"J'ai aperçu une araignée dans mon salon" : ces appels extravagants qui exaspèrent les pompiers de Paris

Soldats du feu, mais aussi techniciens, standards téléphonique et déménageurs : à en croire les appels reçus cette année par les pompiers de Paris, les urgences vitales nécessitent de nombreuses compétences... Au final, un coup de fil sur deux ne nécessite pas l'action des secours.

Article rédigé par
Boris Loumagne - franceinfo
Radio France
Publié Mis à jour
Temps de lecture : 3 min.
Les sapeurs pompiers de Paris interviennent sur un incendie de voiture sur le périphérique. (LUC NOBOUT / MAXPPP)

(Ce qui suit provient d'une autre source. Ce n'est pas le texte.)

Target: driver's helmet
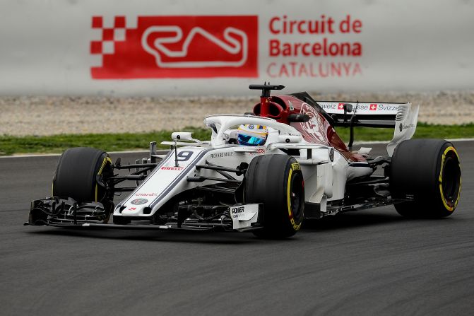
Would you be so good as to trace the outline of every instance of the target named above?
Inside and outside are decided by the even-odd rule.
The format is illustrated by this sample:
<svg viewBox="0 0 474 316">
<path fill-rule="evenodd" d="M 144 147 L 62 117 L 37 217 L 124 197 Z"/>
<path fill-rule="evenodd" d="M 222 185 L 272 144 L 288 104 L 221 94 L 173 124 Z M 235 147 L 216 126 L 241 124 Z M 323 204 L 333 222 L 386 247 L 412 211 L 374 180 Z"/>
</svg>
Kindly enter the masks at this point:
<svg viewBox="0 0 474 316">
<path fill-rule="evenodd" d="M 244 146 L 261 146 L 265 144 L 268 135 L 266 126 L 246 124 L 237 129 L 237 142 Z"/>
</svg>

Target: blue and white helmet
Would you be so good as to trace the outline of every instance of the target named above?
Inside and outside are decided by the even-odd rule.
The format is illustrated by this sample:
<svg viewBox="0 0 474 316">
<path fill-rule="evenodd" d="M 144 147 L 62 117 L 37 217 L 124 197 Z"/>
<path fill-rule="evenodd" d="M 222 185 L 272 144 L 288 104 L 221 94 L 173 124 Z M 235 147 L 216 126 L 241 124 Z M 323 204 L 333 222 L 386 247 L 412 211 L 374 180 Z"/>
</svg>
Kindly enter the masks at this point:
<svg viewBox="0 0 474 316">
<path fill-rule="evenodd" d="M 266 126 L 246 124 L 237 129 L 237 142 L 244 146 L 261 146 L 266 141 L 268 135 Z"/>
</svg>

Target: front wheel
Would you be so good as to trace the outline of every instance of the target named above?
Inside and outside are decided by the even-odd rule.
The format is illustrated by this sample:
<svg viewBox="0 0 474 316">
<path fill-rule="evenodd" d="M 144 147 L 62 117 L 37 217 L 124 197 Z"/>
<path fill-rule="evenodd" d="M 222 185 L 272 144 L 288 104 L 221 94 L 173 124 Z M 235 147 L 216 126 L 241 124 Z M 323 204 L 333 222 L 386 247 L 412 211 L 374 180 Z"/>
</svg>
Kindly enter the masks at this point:
<svg viewBox="0 0 474 316">
<path fill-rule="evenodd" d="M 109 214 L 114 188 L 108 179 L 113 166 L 105 151 L 88 147 L 67 149 L 59 158 L 53 177 L 52 194 L 71 197 L 78 203 L 96 201 Z"/>
<path fill-rule="evenodd" d="M 245 203 L 263 203 L 263 228 L 254 233 L 265 238 L 295 235 L 303 221 L 304 182 L 300 164 L 286 155 L 255 157 L 245 174 Z"/>
<path fill-rule="evenodd" d="M 410 139 L 395 149 L 390 166 L 390 187 L 401 215 L 441 218 L 452 214 L 461 187 L 459 156 L 449 141 Z"/>
</svg>

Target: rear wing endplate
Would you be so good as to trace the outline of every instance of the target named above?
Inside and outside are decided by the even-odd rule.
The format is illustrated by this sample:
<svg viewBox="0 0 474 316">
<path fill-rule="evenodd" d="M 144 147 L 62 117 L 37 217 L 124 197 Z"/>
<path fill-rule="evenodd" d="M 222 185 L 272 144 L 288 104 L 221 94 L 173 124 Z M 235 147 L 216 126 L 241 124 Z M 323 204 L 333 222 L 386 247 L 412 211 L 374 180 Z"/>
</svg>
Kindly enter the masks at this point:
<svg viewBox="0 0 474 316">
<path fill-rule="evenodd" d="M 415 134 L 418 119 L 419 105 L 411 103 L 375 103 L 360 102 L 316 101 L 333 119 L 334 126 L 351 128 L 352 146 L 354 127 L 392 127 L 393 138 L 387 145 L 387 153 L 391 157 L 395 148 Z"/>
</svg>

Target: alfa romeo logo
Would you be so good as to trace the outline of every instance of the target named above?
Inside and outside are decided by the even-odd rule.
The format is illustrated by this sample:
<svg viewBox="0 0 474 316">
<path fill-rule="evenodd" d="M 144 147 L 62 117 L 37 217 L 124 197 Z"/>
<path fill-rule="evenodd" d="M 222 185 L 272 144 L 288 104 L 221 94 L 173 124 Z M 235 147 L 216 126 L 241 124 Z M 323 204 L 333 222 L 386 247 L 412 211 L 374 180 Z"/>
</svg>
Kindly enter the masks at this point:
<svg viewBox="0 0 474 316">
<path fill-rule="evenodd" d="M 145 203 L 148 202 L 148 200 L 146 199 L 135 199 L 130 203 L 134 205 L 140 205 L 140 204 L 144 204 Z"/>
</svg>

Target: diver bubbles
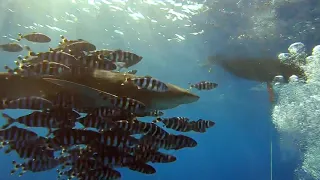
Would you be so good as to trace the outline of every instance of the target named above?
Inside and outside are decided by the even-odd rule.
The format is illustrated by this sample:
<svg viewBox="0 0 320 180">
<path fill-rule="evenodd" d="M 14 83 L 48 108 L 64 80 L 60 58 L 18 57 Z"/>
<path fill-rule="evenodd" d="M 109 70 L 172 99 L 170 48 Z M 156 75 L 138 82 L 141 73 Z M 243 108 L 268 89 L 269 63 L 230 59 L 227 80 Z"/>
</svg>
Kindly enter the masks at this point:
<svg viewBox="0 0 320 180">
<path fill-rule="evenodd" d="M 298 63 L 295 58 L 305 53 L 301 44 L 288 48 L 291 62 Z M 275 89 L 278 100 L 272 109 L 272 121 L 280 134 L 282 160 L 302 160 L 296 168 L 296 179 L 320 179 L 320 45 L 313 48 L 311 56 L 305 54 L 303 61 L 306 63 L 301 68 L 308 81 L 296 83 L 297 78 L 291 76 L 288 84 Z"/>
<path fill-rule="evenodd" d="M 301 42 L 295 42 L 288 47 L 288 53 L 280 53 L 278 59 L 287 64 L 306 64 L 306 47 Z"/>
</svg>

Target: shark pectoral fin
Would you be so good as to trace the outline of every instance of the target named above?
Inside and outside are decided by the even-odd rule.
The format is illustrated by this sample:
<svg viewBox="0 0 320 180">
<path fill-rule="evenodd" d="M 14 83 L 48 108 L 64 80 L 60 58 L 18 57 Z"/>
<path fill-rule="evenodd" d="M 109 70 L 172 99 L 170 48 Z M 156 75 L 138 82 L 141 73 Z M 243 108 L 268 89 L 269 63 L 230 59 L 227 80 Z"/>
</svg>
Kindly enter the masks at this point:
<svg viewBox="0 0 320 180">
<path fill-rule="evenodd" d="M 275 95 L 274 95 L 274 91 L 273 91 L 273 87 L 272 87 L 271 83 L 267 83 L 267 90 L 268 90 L 270 102 L 274 102 L 275 101 Z"/>
</svg>

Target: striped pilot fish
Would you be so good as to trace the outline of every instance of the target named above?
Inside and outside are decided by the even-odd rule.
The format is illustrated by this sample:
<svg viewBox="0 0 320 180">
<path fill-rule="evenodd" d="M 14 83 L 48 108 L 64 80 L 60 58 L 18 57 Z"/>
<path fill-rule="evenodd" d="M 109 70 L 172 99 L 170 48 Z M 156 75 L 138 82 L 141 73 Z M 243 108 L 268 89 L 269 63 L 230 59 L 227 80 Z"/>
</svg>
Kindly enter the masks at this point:
<svg viewBox="0 0 320 180">
<path fill-rule="evenodd" d="M 121 85 L 124 85 L 125 83 L 133 83 L 138 87 L 138 89 L 145 89 L 148 91 L 154 91 L 154 92 L 167 92 L 168 86 L 153 77 L 146 76 L 146 77 L 138 77 L 138 78 L 126 78 L 125 82 Z"/>
<path fill-rule="evenodd" d="M 9 74 L 18 74 L 23 77 L 60 76 L 71 73 L 71 69 L 68 66 L 47 60 L 36 64 L 22 65 L 16 69 L 10 69 L 8 66 L 5 66 L 5 69 L 7 69 Z"/>
<path fill-rule="evenodd" d="M 201 81 L 197 84 L 190 84 L 190 88 L 189 89 L 192 89 L 192 88 L 196 88 L 198 90 L 211 90 L 211 89 L 214 89 L 218 86 L 217 83 L 213 83 L 213 82 L 209 82 L 209 81 Z"/>
</svg>

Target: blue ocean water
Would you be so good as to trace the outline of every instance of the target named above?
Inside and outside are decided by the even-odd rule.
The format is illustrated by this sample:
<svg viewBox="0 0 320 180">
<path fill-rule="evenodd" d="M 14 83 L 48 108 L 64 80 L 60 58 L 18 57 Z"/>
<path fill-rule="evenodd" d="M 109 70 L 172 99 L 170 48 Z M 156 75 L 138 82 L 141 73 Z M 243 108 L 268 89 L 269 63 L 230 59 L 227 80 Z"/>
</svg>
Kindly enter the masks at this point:
<svg viewBox="0 0 320 180">
<path fill-rule="evenodd" d="M 224 4 L 228 3 L 234 7 L 249 1 L 229 0 Z M 233 23 L 228 25 L 225 22 L 236 15 L 229 13 L 219 16 L 220 19 L 226 16 L 227 18 L 221 20 L 221 24 L 212 22 L 214 26 L 219 26 L 212 28 L 207 25 L 211 22 L 211 15 L 215 15 L 208 11 L 215 8 L 212 4 L 214 1 L 2 0 L 0 44 L 12 41 L 18 33 L 36 31 L 48 35 L 52 41 L 40 45 L 23 41 L 23 44 L 41 52 L 57 46 L 60 35 L 68 39 L 82 38 L 95 44 L 97 49 L 120 48 L 132 50 L 143 56 L 142 62 L 131 68 L 137 69 L 138 75 L 152 75 L 184 88 L 188 88 L 189 82 L 201 80 L 219 84 L 213 91 L 193 91 L 200 96 L 199 101 L 165 111 L 168 117 L 186 116 L 216 122 L 206 133 L 186 134 L 194 138 L 198 146 L 169 151 L 177 157 L 177 161 L 154 164 L 157 169 L 154 175 L 120 169 L 124 180 L 296 179 L 295 172 L 301 166 L 301 156 L 283 160 L 280 149 L 281 137 L 272 121 L 273 105 L 269 102 L 266 88 L 263 88 L 265 86 L 259 90 L 252 90 L 260 87 L 260 84 L 235 77 L 220 67 L 214 67 L 213 72 L 209 73 L 199 66 L 199 61 L 216 52 L 239 53 L 228 49 L 232 44 L 229 42 L 232 40 L 229 38 L 229 31 L 236 31 L 232 29 L 232 24 L 235 25 L 238 20 L 233 19 Z M 227 9 L 228 6 L 225 6 L 220 12 Z M 212 19 L 218 21 L 217 18 L 215 16 Z M 239 18 L 241 19 L 240 16 Z M 245 26 L 244 24 L 245 22 L 239 26 Z M 287 48 L 293 42 L 295 40 L 281 43 Z M 248 44 L 255 43 L 250 41 Z M 281 44 L 272 47 L 282 49 L 269 48 L 266 53 L 274 53 L 274 56 L 277 56 L 276 53 L 285 50 Z M 263 48 L 261 45 L 260 50 Z M 4 71 L 4 65 L 13 66 L 17 56 L 26 55 L 27 52 L 0 53 L 0 70 Z M 16 111 L 11 113 L 19 116 Z M 41 130 L 37 132 L 44 133 Z M 17 175 L 11 176 L 11 162 L 18 161 L 19 158 L 13 152 L 1 152 L 0 157 L 0 180 L 56 179 L 55 170 L 27 172 L 20 178 Z"/>
</svg>

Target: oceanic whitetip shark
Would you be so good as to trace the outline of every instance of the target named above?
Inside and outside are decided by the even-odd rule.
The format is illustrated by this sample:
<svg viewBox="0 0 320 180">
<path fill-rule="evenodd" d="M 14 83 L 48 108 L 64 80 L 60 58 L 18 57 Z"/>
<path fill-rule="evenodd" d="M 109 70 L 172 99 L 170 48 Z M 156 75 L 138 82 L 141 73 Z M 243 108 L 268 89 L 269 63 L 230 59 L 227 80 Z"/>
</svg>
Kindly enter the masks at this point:
<svg viewBox="0 0 320 180">
<path fill-rule="evenodd" d="M 239 58 L 217 55 L 209 56 L 207 62 L 203 64 L 210 70 L 214 65 L 222 67 L 225 71 L 237 77 L 266 83 L 271 102 L 275 100 L 271 84 L 275 76 L 282 75 L 285 83 L 289 82 L 292 75 L 306 80 L 302 68 L 295 64 L 285 64 L 275 58 Z"/>
</svg>

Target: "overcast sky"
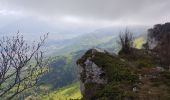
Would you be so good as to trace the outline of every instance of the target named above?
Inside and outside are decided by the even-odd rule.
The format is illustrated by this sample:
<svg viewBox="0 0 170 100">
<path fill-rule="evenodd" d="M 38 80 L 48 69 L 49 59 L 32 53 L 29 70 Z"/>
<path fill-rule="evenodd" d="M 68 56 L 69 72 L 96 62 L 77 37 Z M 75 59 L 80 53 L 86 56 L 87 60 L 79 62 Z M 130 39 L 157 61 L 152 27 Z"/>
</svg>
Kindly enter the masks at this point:
<svg viewBox="0 0 170 100">
<path fill-rule="evenodd" d="M 53 26 L 153 25 L 170 20 L 170 0 L 0 0 L 0 27 L 34 18 Z"/>
</svg>

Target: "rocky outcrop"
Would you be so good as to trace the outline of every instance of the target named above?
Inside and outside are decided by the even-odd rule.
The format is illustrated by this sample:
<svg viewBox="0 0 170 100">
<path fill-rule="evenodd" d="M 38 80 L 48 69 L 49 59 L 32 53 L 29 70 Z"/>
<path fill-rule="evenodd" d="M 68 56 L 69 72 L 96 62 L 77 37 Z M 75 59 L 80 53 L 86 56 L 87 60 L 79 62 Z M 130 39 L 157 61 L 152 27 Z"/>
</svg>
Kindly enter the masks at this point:
<svg viewBox="0 0 170 100">
<path fill-rule="evenodd" d="M 96 53 L 106 53 L 105 50 L 102 49 L 91 49 L 88 51 L 91 56 L 87 58 L 83 58 L 83 62 L 77 63 L 77 70 L 78 70 L 78 78 L 80 80 L 80 90 L 81 93 L 85 96 L 86 90 L 85 87 L 87 84 L 100 84 L 104 85 L 107 83 L 107 78 L 105 76 L 105 72 L 103 69 L 95 64 L 92 61 L 92 58 L 95 57 Z M 87 54 L 86 54 L 87 55 Z"/>
</svg>

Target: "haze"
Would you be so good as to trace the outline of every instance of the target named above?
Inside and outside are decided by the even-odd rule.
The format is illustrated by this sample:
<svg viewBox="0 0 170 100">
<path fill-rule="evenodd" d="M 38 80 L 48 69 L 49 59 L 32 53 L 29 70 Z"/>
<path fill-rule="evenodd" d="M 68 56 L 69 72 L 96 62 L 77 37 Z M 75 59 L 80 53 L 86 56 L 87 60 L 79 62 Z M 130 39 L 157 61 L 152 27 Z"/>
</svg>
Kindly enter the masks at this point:
<svg viewBox="0 0 170 100">
<path fill-rule="evenodd" d="M 170 0 L 1 0 L 0 34 L 63 39 L 103 27 L 151 26 L 170 20 L 168 9 Z"/>
</svg>

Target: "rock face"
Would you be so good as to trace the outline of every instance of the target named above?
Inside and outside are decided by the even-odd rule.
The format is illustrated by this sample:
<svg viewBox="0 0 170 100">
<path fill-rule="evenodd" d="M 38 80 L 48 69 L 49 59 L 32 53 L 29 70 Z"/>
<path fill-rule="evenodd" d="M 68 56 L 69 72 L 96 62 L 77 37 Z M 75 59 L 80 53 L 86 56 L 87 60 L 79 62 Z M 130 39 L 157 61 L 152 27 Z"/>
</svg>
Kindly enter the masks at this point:
<svg viewBox="0 0 170 100">
<path fill-rule="evenodd" d="M 80 90 L 83 97 L 87 97 L 87 90 L 85 87 L 87 84 L 98 84 L 104 85 L 107 83 L 107 78 L 105 76 L 105 72 L 102 70 L 101 67 L 97 66 L 93 61 L 92 58 L 95 56 L 95 53 L 106 53 L 106 51 L 101 49 L 91 49 L 88 51 L 91 57 L 87 57 L 83 59 L 83 62 L 77 63 L 77 70 L 78 70 L 78 78 L 80 80 Z M 90 96 L 88 94 L 88 96 Z"/>
</svg>

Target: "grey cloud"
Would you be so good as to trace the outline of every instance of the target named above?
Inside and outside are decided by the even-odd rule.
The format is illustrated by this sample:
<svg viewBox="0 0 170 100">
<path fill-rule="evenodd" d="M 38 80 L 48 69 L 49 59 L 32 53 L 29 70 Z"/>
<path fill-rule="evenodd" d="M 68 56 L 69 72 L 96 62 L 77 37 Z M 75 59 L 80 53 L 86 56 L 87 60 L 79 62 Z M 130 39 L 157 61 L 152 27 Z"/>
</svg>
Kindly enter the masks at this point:
<svg viewBox="0 0 170 100">
<path fill-rule="evenodd" d="M 7 9 L 41 16 L 139 22 L 170 20 L 170 0 L 1 0 L 0 3 Z"/>
</svg>

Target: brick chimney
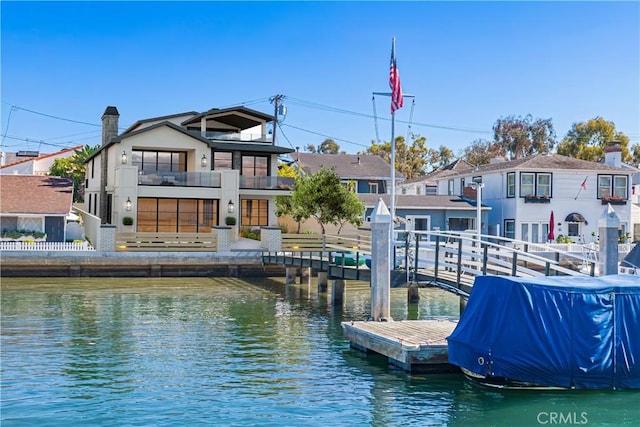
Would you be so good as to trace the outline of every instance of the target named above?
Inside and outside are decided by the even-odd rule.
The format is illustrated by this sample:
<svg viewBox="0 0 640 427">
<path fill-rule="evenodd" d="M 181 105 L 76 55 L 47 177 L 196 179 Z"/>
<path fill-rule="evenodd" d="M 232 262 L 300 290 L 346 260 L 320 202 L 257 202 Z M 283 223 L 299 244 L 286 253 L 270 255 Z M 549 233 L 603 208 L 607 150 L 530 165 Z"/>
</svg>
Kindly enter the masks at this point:
<svg viewBox="0 0 640 427">
<path fill-rule="evenodd" d="M 622 167 L 622 144 L 620 141 L 608 141 L 604 149 L 604 164 Z"/>
<path fill-rule="evenodd" d="M 107 171 L 109 170 L 108 150 L 105 150 L 111 139 L 118 136 L 118 118 L 120 113 L 116 107 L 107 107 L 102 115 L 102 152 L 100 153 L 100 199 L 99 214 L 102 224 L 107 224 L 109 215 L 109 204 L 107 203 Z"/>
<path fill-rule="evenodd" d="M 111 138 L 118 136 L 118 118 L 120 113 L 116 107 L 107 107 L 102 115 L 102 146 L 104 147 Z"/>
<path fill-rule="evenodd" d="M 478 191 L 472 188 L 470 185 L 462 187 L 462 197 L 466 199 L 476 200 L 478 198 Z"/>
</svg>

Le 22 juillet, pour sensibiliser sur les milliers d'appels inutiles qui surchargent leur ligne téléphonique, les pompiers de Paris ont publié sur leur compte Twitter une compilation des appels téléphoniques les plus extravagants qu'ils ont reçus cette année. En 2014, 96% des appels au 112 étaient jugés inutiles.

À écouter tous ces appels, les pompiers semblent avoir plusieurs métiers annexes : annuaire téléphonique, exterminateurs d'araignée ou encore GPS humain. Néanmoins, le fameux cliché des pompiers venus sauver le chat d'une vielle dame coincé en haut d'un arbre n'est plus d'actualité. Enfin, presque. Cette année, les pompiers ont eu droit à une petite variante : "Je ne sais pas à qui m'adresser, mais il y a un furet qui est dans l'arbre. Il est apeuré, il y est resté toute la journée. Je reviens du travail et il est encore là."

"J'ai coincé un canapé dans les escaliers"

Après les furets coincés, il y a aussi les objets : "Je suis sûr que vous avez d'autres urgences plus graves, mais j'ai un canapé coincé dans la cage d'escalier de mon immeuble." Et, puis, aussi, les problèmes de maris coincés : "Je suis en train de faire des travaux chez moi, on installe une porte extérieure en fer forgé et elle s'est coincée. Moi je suis enfermée à l'intérieur et mon mari est bloqué à l'extérieur."

Le 18 ou le 112, c'est aussi pour beaucoup un immense bureau des renseignements. Vous ne savez pas comment joindre quelqu'un ? Pourquoi pas appeler les pompiers : "Je voulais vous demander un renseignement, je me suis peut-être trompé, quel numéro il faut faire pour avoir un numéro en province ?". Vous ne savez plus où vous habitez ? Les pompiers le savent sûrement : "Je suis perdu mon amie ! Je me suis perdu ! Je n'arrive plus à trouver l'adresse de chez moi s'il vous plaît."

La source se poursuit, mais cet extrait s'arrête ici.